Я понял, что дело неладно.
– Что случилось, Эмануэла? – наконец прямо спросил я ее. – По-моему, ты пришла рассказать мне о чем-то. О чем же?
– О, если тебе угодно, речь обо мне – о моей жизни. Даже не знаю, с чего начать. Мне кажется, что я вроде бы и не жила, – после стольких лет довольно насыщенной жизни! Как будто только сейчас… или в последние два-три года у меня раскрылись глаза и я начала видеть вещи такими, как они есть. Довольно неприятное открытие. Знаю, знаю, что ты скажешь: я сама виновата, все могло быть по-другому. Наверное – если бы я сама была другой. Не наверное, а точно: все сложилось бы иначе. Но как стать другой, если ты не сделана другой? – Она посмотрела на меня так, словно ожидала услышать от меня что-то новое.

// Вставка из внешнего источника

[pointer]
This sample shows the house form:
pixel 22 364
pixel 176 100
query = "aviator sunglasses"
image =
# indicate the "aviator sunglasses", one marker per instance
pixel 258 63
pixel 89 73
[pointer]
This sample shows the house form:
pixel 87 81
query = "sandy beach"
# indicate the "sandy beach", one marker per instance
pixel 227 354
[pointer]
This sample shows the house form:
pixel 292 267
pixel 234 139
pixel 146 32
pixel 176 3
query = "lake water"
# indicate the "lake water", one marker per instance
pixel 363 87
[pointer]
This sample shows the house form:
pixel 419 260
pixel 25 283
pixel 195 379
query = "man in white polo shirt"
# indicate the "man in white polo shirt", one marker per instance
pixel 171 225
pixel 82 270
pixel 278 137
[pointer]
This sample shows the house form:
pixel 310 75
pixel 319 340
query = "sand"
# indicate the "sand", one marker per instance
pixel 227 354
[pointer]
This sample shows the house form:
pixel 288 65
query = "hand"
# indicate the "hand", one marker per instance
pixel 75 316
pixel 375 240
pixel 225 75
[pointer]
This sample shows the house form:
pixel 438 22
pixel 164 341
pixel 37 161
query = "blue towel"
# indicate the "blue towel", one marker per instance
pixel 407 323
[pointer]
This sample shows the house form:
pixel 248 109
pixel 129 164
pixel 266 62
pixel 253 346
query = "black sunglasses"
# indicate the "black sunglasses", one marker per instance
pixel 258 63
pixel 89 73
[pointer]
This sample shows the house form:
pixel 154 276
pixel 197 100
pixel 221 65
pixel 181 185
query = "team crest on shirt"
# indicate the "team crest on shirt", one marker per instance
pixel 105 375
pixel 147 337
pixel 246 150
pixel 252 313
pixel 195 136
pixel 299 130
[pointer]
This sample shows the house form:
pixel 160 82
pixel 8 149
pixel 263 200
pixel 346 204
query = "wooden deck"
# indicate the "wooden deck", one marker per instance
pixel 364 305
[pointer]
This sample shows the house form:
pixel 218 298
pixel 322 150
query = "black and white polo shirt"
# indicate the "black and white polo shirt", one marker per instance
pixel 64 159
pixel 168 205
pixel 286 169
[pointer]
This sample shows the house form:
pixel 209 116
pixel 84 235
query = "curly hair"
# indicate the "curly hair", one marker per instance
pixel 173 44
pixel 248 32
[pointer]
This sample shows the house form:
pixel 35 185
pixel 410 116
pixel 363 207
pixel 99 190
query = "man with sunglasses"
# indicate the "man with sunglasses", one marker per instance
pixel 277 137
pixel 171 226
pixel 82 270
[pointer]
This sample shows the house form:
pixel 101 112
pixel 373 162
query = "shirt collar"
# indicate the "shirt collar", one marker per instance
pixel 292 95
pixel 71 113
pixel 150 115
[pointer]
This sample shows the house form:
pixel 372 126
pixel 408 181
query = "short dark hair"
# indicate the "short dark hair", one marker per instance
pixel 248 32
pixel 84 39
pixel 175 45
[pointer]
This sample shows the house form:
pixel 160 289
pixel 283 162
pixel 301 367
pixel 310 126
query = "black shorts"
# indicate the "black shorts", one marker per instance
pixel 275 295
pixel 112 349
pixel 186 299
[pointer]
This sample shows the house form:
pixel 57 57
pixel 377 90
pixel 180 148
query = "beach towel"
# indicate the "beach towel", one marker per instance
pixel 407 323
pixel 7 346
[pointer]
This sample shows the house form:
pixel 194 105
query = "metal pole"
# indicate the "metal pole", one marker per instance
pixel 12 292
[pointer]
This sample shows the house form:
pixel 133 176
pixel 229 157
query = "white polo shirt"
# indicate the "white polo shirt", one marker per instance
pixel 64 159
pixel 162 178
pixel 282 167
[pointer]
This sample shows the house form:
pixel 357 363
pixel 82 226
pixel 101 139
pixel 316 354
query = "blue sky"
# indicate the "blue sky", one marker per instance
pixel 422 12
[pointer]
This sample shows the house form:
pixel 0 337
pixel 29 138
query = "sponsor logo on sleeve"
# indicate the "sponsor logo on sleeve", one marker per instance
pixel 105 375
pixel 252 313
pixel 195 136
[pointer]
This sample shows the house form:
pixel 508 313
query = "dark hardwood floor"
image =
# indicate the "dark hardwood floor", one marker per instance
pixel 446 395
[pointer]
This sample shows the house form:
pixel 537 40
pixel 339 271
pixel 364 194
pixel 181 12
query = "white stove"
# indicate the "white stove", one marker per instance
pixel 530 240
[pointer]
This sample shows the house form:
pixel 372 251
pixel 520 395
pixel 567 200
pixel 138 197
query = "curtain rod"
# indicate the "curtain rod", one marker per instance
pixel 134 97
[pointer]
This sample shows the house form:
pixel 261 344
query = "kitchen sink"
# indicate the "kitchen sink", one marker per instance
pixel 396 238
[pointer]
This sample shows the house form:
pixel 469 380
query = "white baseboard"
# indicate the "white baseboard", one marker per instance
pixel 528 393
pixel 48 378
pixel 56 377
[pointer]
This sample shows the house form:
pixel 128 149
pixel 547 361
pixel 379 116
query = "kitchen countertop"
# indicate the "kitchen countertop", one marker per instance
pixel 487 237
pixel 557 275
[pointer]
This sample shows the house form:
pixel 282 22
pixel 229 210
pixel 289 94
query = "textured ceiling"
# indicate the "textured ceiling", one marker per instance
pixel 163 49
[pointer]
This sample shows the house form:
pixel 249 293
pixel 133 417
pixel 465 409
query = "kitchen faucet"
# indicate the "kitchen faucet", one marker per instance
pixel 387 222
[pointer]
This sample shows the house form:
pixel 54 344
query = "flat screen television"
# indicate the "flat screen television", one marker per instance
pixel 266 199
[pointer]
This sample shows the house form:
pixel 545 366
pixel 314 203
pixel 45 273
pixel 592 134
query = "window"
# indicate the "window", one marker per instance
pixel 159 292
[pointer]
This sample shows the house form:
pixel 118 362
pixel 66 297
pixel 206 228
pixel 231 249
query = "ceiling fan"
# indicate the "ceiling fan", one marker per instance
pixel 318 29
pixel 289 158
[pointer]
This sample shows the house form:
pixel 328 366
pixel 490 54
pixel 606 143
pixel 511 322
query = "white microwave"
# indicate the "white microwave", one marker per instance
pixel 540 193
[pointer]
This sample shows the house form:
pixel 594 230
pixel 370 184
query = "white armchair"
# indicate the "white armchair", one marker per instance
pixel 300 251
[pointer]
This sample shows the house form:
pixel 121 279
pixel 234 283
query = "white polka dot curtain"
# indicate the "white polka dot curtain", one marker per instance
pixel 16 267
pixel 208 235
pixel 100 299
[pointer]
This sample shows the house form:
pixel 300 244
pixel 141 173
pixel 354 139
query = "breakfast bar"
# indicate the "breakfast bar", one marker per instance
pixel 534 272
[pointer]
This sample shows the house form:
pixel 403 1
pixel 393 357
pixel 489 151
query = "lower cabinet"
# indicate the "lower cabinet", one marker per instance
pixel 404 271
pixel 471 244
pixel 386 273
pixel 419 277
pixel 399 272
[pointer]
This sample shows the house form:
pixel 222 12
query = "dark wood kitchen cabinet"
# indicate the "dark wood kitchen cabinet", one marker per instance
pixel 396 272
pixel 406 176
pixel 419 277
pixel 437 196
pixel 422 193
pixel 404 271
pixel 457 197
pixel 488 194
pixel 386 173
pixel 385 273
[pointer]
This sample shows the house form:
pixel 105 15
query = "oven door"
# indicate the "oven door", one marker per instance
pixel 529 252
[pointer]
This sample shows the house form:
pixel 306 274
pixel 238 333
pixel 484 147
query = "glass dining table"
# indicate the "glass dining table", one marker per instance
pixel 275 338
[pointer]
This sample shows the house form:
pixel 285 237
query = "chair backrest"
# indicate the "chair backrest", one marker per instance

– Ты пришла задать мне этот вопрос?
– Ах, нет. Ты сам понимаешь, что не в этом дело. Просто сегодня у меня отчего-то скверно на душе, тоска заела.
– Это все, Эмануэла, больше ничего?
– Нет, не все, – помедлив, с нажимом ответила она, и в ее тоне я уловил тревогу. – Есть еще кое-что, о чем я давно хотела тебе рассказать. Не знаю, к кому, кроме тебя, я могла бы обратиться, кто еще захотел бы помочь мне… Это касается моих родителей. Я писала тебе, что у отца был удар. Но опустила разные подробности, так как думала… Ну, в общем…
– В общем?.. – повторил я выжидательно, поскольку она замолчала.
– В общем… Мне незачем объяснять тебе, какая я – какой я была всегда, – начала она. – Но сейчас мне нужно высказаться! Я не могу держать это в себе. Он… мой отец… он давно хотел уйти от матери. Думаю, между ними никогда не было настоящего взаимопонимания, но оба считали, что должны сохранить свой брак ради меня. И я тоже считала, что это правильно. Но несколько лет назад, после нашего с тобой последнего разговора и после того, как отца разбил паралич, я понемногу начала прозревать. И теперь мне кажется, что, если бы они расстались, его, быть может, и не постиг бы удар. Что этот удар стал закономерным итогом их совместного существования. Конечно, болезнь матери сыграла свою роль. Однажды он съехал из дома в гостиницу и прожил там месяц, пока я не пошла к нему и не заставила его вернуться – ради меня. Сразу после этого мы с мамой на два года уехали за границу… Ну, ты помнишь. А он поселился в Чикаго. Перед нашим отъездом он признался мне, что не любит мать – уже давно; что ему невыносимо жить под одной крышей с ней, особенно когда я покинула дом; что между ним и матерью никогда не было душевной близости; что только из-за наших семейных связей в Чикаго и Уитоне, из-за его адвокатской практики и заботы о моем благополучии… Короче говоря… ты сам знаешь – обычные претензии и отговорки.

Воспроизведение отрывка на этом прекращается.